The mistreatment of resistance fighters’ bodies in Baghlan is not an isolated act of cruelty. It is a political signal. When regimes begin to desecrate the dead, they are no longer communicating strength to their opponents. They are broadcasting fear to their own ranks. History is unambiguous on this point. States confident in their authority do not need symbolic violence. They rely on institutions, law, and legitimacy. The Taliban rely on intimidation because they increasingly lack all three.
Since seizing power, the Taliban have framed themselves as the guarantors of stability after decades of war. Yet the resurgence of armed resistance and the growing frequency of targeted attacks against their personnel reveal a regime under strain. In such environments, violence against bodies becomes a substitute for control over territory and minds. The act is not meant to punish the dead. It is meant to terrify the living, to deter future resistance through spectacle rather than governance.
This shift toward psychological terror reflects an erosion of internal confidence. A movement secure in its authority does not fear martyrs. It absorbs losses, enforces discipline, and maintains order through predictable systems. The Taliban, by contrast, appear increasingly reactive. Their brutality is not strategic. It is impulsive, signaling a leadership struggling to contain dissent while projecting an image of dominance it can no longer sustain through governance alone.
The political cost of such behavior is severe. Public mutilation and humiliation of opponents radicalize grievances rather than extinguish them. Communities interpret these acts not as justice but as proof that the regime lacks moral restraint. Far from suppressing resistance, brutality legitimizes it. It transforms insurgents into symbols and converts local resentment into a broader narrative of oppression.
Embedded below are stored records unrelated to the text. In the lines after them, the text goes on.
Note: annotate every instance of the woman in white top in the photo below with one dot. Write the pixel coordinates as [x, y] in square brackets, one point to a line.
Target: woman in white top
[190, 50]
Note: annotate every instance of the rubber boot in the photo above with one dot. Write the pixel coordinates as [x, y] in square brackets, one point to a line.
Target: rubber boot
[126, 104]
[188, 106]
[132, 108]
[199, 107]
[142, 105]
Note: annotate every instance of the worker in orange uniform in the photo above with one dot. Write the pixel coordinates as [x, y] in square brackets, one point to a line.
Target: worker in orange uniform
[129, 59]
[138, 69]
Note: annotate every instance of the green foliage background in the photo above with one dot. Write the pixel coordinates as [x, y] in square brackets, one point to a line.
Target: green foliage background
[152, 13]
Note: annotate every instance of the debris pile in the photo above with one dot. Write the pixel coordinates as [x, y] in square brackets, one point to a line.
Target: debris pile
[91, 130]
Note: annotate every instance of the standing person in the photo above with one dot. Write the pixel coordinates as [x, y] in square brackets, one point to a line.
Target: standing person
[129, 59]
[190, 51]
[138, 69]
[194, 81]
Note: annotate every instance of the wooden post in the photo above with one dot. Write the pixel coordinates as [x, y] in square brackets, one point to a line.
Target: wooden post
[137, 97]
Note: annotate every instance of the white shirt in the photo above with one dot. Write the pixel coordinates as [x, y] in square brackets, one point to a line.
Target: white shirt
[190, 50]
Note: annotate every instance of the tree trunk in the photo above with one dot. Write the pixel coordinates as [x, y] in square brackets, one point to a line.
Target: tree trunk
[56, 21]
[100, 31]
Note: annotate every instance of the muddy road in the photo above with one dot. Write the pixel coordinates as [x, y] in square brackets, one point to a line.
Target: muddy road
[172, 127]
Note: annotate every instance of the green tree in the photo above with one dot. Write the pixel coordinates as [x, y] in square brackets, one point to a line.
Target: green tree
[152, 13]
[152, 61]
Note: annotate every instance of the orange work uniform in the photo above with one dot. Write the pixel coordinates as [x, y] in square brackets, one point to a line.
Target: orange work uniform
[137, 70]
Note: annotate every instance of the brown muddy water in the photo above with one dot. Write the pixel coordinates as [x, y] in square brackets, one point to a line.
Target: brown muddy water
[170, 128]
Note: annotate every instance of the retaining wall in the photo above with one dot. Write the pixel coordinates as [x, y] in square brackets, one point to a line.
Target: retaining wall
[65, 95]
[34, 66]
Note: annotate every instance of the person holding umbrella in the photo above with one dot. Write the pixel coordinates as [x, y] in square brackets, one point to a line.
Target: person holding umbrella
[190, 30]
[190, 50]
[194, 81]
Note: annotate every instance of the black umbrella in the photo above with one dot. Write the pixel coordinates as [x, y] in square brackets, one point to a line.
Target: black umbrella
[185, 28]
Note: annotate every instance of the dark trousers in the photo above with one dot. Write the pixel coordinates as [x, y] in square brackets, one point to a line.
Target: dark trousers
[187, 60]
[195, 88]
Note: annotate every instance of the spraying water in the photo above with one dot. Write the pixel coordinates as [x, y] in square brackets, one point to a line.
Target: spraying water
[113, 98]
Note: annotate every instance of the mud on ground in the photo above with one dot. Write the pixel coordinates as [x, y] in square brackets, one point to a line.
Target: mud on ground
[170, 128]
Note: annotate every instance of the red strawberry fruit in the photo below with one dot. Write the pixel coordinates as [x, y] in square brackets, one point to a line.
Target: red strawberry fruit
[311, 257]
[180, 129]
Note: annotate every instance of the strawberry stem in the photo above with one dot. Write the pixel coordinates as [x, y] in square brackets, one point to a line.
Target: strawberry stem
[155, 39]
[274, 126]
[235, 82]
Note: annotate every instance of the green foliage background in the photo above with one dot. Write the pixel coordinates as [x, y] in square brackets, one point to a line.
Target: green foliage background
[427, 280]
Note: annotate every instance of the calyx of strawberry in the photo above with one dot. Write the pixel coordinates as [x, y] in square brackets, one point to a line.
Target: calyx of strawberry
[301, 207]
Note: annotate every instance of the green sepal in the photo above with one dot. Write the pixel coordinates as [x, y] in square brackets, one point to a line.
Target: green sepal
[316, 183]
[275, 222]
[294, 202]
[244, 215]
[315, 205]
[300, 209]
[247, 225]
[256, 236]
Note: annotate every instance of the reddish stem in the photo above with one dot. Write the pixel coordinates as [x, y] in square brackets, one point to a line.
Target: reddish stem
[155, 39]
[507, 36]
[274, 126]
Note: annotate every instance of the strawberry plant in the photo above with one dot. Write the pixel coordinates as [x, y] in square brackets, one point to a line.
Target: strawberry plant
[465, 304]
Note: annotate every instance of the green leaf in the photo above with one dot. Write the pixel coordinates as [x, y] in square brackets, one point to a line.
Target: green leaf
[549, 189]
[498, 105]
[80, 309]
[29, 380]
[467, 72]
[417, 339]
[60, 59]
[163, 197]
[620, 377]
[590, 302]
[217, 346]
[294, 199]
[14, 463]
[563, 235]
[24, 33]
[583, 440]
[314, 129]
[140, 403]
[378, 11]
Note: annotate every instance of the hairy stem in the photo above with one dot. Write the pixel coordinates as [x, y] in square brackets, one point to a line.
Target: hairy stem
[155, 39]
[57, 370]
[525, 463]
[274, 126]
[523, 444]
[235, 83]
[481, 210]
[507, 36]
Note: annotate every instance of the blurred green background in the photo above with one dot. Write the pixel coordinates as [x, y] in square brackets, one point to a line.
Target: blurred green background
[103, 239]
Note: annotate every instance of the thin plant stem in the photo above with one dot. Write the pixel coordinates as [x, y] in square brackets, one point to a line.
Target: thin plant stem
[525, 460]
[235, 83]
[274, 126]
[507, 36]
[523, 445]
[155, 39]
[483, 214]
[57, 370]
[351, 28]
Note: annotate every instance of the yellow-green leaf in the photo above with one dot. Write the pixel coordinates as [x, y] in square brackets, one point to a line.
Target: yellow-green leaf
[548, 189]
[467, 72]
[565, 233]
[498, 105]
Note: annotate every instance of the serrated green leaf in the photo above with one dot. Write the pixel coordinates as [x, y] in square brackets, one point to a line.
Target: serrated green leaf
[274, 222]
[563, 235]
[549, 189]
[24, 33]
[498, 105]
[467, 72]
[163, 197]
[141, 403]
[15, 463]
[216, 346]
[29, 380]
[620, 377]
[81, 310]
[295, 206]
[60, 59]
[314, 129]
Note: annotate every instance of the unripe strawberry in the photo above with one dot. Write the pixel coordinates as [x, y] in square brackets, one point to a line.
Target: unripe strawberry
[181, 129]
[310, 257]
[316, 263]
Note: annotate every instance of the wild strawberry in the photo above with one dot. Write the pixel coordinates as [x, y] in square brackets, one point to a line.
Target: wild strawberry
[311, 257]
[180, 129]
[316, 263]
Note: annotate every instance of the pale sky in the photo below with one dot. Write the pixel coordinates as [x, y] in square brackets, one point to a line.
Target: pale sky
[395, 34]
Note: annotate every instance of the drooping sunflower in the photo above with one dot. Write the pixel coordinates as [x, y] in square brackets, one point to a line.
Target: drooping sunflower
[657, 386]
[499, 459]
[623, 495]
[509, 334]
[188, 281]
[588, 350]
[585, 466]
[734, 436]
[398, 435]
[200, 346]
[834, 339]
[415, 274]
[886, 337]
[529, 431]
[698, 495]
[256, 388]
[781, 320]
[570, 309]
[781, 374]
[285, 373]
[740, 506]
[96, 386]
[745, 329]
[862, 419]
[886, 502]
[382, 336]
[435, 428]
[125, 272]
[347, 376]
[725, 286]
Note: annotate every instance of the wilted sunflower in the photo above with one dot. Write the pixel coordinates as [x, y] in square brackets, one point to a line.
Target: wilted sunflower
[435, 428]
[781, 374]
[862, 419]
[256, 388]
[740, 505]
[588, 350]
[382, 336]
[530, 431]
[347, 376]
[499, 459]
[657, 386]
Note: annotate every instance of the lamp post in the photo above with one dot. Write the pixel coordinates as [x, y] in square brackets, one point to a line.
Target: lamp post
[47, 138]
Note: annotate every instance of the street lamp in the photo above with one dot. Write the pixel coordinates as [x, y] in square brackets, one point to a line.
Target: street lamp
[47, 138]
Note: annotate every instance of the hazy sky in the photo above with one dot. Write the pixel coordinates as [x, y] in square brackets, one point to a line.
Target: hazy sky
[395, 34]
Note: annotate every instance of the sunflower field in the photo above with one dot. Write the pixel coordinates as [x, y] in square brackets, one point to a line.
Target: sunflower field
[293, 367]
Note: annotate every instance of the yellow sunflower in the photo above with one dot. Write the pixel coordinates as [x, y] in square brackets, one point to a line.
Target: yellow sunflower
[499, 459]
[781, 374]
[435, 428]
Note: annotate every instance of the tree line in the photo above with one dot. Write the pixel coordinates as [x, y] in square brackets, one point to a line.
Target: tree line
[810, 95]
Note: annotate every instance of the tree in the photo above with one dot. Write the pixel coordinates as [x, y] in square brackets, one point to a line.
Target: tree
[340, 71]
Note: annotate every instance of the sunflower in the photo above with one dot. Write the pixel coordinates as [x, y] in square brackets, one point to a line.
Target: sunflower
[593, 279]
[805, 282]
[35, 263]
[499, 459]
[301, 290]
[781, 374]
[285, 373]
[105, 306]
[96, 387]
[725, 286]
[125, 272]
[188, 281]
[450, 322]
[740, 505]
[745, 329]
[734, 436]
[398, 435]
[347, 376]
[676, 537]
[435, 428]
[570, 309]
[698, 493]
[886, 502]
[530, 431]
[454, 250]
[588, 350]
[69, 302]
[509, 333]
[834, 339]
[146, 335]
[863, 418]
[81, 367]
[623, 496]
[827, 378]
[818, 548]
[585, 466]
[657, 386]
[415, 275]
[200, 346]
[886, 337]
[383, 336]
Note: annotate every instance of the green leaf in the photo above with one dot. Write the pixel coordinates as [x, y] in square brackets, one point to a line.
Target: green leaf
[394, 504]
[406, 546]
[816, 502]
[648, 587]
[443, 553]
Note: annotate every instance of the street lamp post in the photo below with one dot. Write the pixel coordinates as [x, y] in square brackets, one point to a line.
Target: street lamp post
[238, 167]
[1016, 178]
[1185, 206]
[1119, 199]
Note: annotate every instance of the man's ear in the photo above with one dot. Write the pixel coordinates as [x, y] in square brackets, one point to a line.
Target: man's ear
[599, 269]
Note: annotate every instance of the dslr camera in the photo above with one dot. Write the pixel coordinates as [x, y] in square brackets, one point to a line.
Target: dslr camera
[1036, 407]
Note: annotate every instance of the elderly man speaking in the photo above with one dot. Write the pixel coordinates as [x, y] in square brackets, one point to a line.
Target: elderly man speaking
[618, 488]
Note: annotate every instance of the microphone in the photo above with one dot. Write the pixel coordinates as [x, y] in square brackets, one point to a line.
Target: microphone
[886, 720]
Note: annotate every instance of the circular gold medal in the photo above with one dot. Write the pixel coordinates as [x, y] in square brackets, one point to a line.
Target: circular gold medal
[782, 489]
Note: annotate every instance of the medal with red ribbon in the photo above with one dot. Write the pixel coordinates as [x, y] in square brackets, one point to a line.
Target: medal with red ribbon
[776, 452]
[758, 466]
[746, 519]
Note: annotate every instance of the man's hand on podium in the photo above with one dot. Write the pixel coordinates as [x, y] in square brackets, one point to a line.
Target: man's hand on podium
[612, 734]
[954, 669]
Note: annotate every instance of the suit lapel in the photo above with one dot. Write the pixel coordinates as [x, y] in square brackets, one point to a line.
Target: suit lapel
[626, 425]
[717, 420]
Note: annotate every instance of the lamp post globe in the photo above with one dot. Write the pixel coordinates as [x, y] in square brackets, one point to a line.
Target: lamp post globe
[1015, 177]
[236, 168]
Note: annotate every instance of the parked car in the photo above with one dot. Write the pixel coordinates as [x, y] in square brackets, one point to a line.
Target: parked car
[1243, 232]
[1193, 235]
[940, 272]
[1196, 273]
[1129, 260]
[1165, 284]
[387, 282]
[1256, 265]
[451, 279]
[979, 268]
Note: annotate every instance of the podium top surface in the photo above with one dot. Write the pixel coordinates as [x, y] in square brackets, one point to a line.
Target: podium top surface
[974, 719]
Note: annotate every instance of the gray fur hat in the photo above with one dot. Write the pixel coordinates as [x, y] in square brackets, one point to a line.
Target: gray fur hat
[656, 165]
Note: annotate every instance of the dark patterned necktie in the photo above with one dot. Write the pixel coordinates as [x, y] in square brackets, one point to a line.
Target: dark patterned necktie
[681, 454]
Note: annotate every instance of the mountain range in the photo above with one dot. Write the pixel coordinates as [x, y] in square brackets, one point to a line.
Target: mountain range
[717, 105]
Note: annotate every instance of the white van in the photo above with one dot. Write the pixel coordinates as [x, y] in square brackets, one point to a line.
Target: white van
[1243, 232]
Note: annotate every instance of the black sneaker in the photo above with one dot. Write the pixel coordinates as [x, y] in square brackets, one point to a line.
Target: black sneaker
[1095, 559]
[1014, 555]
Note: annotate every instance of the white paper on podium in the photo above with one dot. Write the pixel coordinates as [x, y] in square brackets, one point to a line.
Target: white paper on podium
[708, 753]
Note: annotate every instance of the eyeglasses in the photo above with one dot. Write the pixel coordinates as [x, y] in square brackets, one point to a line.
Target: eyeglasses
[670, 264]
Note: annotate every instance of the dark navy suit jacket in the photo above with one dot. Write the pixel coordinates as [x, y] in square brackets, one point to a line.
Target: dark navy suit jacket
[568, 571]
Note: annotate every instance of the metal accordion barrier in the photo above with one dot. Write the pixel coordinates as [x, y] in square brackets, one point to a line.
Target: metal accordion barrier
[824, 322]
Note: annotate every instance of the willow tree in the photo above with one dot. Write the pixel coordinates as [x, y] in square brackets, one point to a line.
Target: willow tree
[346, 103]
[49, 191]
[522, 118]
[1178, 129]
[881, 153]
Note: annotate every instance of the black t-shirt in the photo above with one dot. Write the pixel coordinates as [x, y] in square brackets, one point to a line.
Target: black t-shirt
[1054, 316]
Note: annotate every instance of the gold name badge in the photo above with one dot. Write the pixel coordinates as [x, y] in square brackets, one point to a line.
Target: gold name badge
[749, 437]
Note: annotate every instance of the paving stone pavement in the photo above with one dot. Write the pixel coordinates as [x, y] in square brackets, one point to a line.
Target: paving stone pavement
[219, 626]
Every such act widens the pool of those willing to resist, not out of ideology, but out of outrage.
More dangerously, fear-driven rule corrodes the Taliban from within. Fighters ordered to participate in or witness such acts internalize a culture of dehumanization that weakens discipline and cohesion. Loyalty built on terror is unstable. When momentum shifts, it evaporates quickly. Regimes that govern through fear often discover that their forces are obedient only while victory appears certain.
The Taliban’s resort to symbolic violence exposes the limits of their power. It suggests that their control rests not on consent or effective administration but on the constant application of coercion. This is not governance. It is survival. And survival politics has a predictable trajectory. As brutality increases, legitimacy declines. As legitimacy declines, resistance expands. The cycle feeds itself.
In this sense, the treatment of resistance fighters’ remains is not merely a human rights violation. It is a strategic confession. It reveals a regime that senses the ground shifting beneath it and responds not with reform or inclusion, but with fear. History suggests that such regimes do not stabilize. They harden, fracture, and eventually collapse under the weight of the very terror they unleash.